14 May 2002

He had lost God. There was no doubt about that anymore. Where there had once been light it was now only empty, the emptiness that tasted bitter in the mornings and followed him around his nightmares like the tail of a kite. Lie still and know that I am God.

He walked up the abutment overlooking the railroad tracks. White clouds dotted the sky, hanging corpulent against the abyss of blue. His yellow aviators hung down on the crook of his nose, and everything had a dreamy, Technicolor hue, like he was the dusty hero in some bad 70’s drama. It would have been beautiful, but he had lost God. He paused at the crest of the bridge and looked down at the rusty rails, glinting.

He remembered leading his congregation, unleashing sermons filled with unequivocal fervor, but the earnestness in his voice was now long gone, along with God. How he would shine when the words rolled outward, when he felt himself not a man but a vessel, the instrument of the Father. In Jesus name we pray, Amen. But that had changed when he met Annie. And fell in love with her. And watched her die before his eyes, breathing her last with thick strands of mucus flying from her nose and throat, and God had left him. He had left him. He was gone.

Descending the bridge, scuffing his boots in the dust, through the apathetic dust, and looking at the looming KFC sign. The wind blew clear and cold, vitalizing yet somehow unfriendly all the same. He pushed his glasses up his nose and looked up at the sky, the sun almost directly overhead, unencumbered by the plump clouds, watching the clouds skate hurriedly before the razor’s edge of the wind, then put his head down and thrust his hands in his pockets. He stopped. He started again.

He stopped again when he had reached the KFC entrywalk and looked inside. The sun glinting off the tinted glass made it hard to see inside but he could see that it was nearly empty. Fast food, the swill that fills our country’s trough, he thought. He opened the door and stepped into the foyer and then opened the other door and went into the lobby. A haggard looking man in a NASCAR hat sat in the corner, gnawing disinterestedly at a mostly bare leg bone. An old lady mopped. The way she said “Front counter!” with undue intentness made him think that she was severely retarded. He gave her a nod and walked through the maze of rails to get to the register. He leaned back and looked at the menu. A detached teenage girl, the stomach under her red work shirt just beginning to swell, leaned on the register as she asked if she could take his order. He said just a minute and then he ordered four biscuits and a small Pepsi. She took his four dollars and offered him his 97 cents and his empty cup and said the biscuits would be just a moment. There was no eye contact. When he had filled his cup, waiting for the bubbles to creep to the rim of his cup and then subside, he put a plastic lid on it and stepped over to the waiting area. She gave him his biscuits. He sat down at a table looking out at the street, still wearing his glasses, and ate them. To his left the door opened. “Front counter!” the lady with the mop yelled again.

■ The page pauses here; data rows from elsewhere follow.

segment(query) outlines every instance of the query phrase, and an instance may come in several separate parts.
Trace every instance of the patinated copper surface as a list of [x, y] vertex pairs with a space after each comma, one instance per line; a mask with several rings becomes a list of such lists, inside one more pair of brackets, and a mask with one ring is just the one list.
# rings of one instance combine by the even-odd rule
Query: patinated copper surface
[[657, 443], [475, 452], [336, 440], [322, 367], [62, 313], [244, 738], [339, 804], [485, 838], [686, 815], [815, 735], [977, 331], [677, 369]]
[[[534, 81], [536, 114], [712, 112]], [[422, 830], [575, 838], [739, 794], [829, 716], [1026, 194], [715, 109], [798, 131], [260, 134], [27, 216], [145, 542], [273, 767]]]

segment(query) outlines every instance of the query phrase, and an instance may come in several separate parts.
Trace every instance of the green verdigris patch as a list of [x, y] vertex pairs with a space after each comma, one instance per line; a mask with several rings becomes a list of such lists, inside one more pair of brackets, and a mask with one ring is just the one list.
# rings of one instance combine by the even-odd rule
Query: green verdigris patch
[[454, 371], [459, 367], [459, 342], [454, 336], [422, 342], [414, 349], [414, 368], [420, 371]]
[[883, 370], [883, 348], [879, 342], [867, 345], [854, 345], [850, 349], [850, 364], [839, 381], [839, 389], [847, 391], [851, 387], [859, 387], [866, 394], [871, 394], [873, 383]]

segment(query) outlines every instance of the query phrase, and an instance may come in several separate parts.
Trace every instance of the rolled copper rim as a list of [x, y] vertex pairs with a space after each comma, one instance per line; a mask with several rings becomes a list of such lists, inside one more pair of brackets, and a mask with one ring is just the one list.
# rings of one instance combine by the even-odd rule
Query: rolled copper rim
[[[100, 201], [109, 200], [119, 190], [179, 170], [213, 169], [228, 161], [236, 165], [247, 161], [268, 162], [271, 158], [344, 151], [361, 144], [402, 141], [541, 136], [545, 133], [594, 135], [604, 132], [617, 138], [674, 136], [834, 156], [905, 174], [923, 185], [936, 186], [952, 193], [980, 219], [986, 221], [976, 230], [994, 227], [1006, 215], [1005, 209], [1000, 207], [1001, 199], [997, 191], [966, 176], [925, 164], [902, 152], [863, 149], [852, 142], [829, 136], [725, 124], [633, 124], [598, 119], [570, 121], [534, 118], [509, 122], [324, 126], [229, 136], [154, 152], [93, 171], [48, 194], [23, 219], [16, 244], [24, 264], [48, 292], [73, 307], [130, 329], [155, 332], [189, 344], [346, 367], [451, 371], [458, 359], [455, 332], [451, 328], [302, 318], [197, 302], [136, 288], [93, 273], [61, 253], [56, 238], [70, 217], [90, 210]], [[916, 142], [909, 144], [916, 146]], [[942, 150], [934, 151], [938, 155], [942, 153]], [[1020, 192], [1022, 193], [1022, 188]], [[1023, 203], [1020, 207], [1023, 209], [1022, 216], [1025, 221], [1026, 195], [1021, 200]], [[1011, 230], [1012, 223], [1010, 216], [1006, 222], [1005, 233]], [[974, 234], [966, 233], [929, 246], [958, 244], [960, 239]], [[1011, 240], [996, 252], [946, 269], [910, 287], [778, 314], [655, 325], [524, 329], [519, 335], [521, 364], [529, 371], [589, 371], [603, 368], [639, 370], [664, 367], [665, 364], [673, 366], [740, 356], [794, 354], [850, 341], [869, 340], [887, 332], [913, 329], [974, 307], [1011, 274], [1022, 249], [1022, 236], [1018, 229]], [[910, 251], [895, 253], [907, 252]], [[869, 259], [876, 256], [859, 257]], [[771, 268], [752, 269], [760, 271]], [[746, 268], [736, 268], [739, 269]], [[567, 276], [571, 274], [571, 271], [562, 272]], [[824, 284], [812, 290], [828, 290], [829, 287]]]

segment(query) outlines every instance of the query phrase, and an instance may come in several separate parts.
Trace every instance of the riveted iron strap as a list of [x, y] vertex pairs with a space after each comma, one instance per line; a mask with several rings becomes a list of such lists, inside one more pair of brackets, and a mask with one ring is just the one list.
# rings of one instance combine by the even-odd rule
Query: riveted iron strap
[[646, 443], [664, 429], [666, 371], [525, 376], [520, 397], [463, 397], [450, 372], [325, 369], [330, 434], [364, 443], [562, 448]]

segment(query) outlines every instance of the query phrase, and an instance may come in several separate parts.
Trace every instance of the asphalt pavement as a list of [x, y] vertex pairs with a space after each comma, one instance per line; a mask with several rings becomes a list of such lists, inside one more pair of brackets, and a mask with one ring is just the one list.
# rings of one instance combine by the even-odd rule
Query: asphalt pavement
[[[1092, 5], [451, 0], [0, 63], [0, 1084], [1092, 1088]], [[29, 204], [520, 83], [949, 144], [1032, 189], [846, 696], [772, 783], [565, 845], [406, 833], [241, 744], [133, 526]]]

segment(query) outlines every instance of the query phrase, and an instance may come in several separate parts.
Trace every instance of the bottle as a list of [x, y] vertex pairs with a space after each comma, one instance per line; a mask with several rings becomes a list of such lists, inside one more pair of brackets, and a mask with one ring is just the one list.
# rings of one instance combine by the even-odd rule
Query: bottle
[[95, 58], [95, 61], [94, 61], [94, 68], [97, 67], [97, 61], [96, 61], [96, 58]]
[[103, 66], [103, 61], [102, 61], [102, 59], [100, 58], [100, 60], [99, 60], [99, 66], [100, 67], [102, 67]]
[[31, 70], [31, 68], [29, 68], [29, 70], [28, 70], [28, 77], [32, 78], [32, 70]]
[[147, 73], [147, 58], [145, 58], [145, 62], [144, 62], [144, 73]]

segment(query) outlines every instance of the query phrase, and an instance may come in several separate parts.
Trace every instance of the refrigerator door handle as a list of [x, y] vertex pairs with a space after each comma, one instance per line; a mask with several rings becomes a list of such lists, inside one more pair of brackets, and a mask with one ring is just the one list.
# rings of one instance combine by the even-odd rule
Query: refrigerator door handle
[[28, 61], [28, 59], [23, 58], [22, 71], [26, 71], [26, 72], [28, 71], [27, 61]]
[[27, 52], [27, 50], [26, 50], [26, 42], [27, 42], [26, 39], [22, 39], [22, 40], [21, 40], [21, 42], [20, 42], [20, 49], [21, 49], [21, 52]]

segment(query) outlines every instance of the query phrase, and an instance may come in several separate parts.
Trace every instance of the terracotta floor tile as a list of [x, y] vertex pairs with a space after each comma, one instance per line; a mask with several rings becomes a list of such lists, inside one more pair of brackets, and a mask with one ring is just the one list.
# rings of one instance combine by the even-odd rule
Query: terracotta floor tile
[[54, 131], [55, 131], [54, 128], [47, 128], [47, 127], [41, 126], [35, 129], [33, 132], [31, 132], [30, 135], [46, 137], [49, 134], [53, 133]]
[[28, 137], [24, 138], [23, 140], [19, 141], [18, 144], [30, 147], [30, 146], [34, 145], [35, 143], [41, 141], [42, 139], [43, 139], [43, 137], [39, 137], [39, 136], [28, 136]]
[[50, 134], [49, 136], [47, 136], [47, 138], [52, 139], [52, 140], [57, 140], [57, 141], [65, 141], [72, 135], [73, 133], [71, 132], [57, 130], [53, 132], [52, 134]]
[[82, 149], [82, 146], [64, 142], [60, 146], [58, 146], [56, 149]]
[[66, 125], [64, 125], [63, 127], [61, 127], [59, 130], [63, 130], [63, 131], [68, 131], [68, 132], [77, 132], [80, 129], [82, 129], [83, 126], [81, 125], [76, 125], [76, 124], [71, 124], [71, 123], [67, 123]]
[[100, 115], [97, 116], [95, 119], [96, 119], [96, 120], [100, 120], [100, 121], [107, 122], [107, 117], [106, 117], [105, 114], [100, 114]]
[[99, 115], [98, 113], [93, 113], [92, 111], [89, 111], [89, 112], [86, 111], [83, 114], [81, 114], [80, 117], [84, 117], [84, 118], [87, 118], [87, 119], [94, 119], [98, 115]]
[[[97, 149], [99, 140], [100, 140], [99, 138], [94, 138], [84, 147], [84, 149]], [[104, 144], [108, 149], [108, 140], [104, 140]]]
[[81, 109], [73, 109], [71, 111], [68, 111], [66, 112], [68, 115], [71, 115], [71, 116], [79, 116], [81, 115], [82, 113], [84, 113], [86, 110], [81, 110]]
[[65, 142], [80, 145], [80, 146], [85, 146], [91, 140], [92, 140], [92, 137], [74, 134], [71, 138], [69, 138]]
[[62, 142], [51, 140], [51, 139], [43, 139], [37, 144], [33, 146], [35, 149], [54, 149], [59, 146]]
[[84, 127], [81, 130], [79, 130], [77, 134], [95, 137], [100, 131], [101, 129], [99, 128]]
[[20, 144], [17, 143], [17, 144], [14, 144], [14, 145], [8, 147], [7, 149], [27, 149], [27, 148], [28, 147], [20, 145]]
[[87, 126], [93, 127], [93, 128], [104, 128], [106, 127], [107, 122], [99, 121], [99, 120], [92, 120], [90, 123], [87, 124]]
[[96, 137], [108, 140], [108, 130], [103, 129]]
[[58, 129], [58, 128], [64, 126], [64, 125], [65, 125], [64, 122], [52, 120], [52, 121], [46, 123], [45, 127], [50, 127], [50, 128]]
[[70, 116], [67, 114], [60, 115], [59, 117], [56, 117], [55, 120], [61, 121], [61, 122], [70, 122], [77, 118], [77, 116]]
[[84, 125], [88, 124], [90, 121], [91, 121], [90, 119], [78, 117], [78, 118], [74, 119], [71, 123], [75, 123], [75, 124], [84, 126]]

When he had finished he put his garbage on the tray and slid it into the garbage can. Thy will be done. He walked into the bathroom and locked the door. He took off his glasses. He ran some water over his hands and dabbed the crumbs away from the corners of his mouth then toweled his hands dry. He looked into the mirror, rubbing his haunted eyes with his fingertips for a moment and then put his glasses back on.

May 4, 2002


I sent out five of my short stories to magazines for publication over the last week. "Beginning of the Day" went to Stovepipe, "A Dog Named Pumpkin" to The Psychic Radio, and "Autonomy," my turgid half-novel, to Spitball. I think that "Beginning" has a good chance at getting published and I think that "A Dog Named Pumpkin" will eventually, but it's a bit of a weird fit with it's harsh language and homosexuality and blood...not sure that I should have sent it to The Christian Science Monitor too. :) But yeah, I'm taking steps towards getting published. The chances are that I'll have a pile of rapidly accumulating rejection slips, but there is a thrill in rejection. And I just sent "Three Stories" to Rosebud Magazine. I think that's my best story and I'll be watching closely how it does as it makes the rounds.

The story at the beginning is called "He Had Lost God." I feel that it has a good chance of being published as well. What do you think? It went to Rosebud too.